Un peuple aux abois

Benoit Dupont
01 avril 2016
Le conflit syrien entre dans sa cinquième année et les premières victimes en sont les populations civiles. Des millions de déplacés en Syrie-même ou en dehors des frontières. La crise humanitaire est sans précédent. La Syrie est exsangue. Des villes entières sont complètement détruites. Les besoins sont gigantesques. Besoins financiers, logistiques, alimentaires, sanitaires. Priorité à l’urgence, à la survie. La communauté internationale est-elle à la hauteur de cet enjeu avant tout humain?

L’enfer de Madaya

Dans l’obscurité, le froid et la pluie, les premiers camions d’un convoi humanitaire d’une cinquantaine de véhicules commencent à décharger leur cargaison tant attendue : nourriture, médicaments, couvertures. Nous sommes le 12 janvier 2016, à Madaya, ville syrienne d’environ 40.000 habitants, assiégée depuis plus de six mois et coupée de tout ravitaillement depuis mi-octobre. Hommes, femmes, enfants en situation de survie attendent désespérément cette aide dont ils sont privés depuis trop longtemps. « Des foules de gamins affamés », déplorait Sajjad Malik, représentant du UNHCR (Agence des Nations Unies pour les réfugiés) en Syrie.
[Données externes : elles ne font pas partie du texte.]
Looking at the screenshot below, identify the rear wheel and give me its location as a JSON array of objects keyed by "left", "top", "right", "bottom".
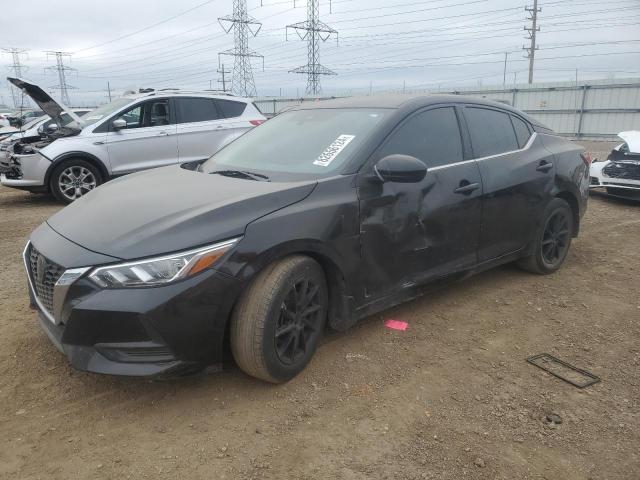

Ils en sont réduits à manger des feuilles, de l’herbe, des animaux domestiques. On y recense 28 morts depuis début décembre, de faim, de froid ou faute de soins. Les civils sont pris au piège, encerclés par les forces du régime syrien. Le convoi est mené par les Nations Unies, le Comité international de la Croix-Rouge (CICR) et le Croissant-Rouge syrien. Les humanitaires y découvrent une situation dramatique : « 400 personnes doivent être évacuées immédiatement, elles sont en grand danger de mort », a déclaré Stephen O’Brien, responsable des opérations humanitaires de l’ONU. Elles sont malades, souffrant de malnutrition. Ce jour-là, les convois atteindront également les villes de Foua et Kafraya. En effet, l’enfer de Madaya n’est pas un cas isolé, d’autres villes se trouvent dans des situations similaires. En tout, près de 400.000 citoyens syriens vivent ou survivent dans ces villes où il manque de tout, encerclées par l’armée syrienne ou par les forces rebelles.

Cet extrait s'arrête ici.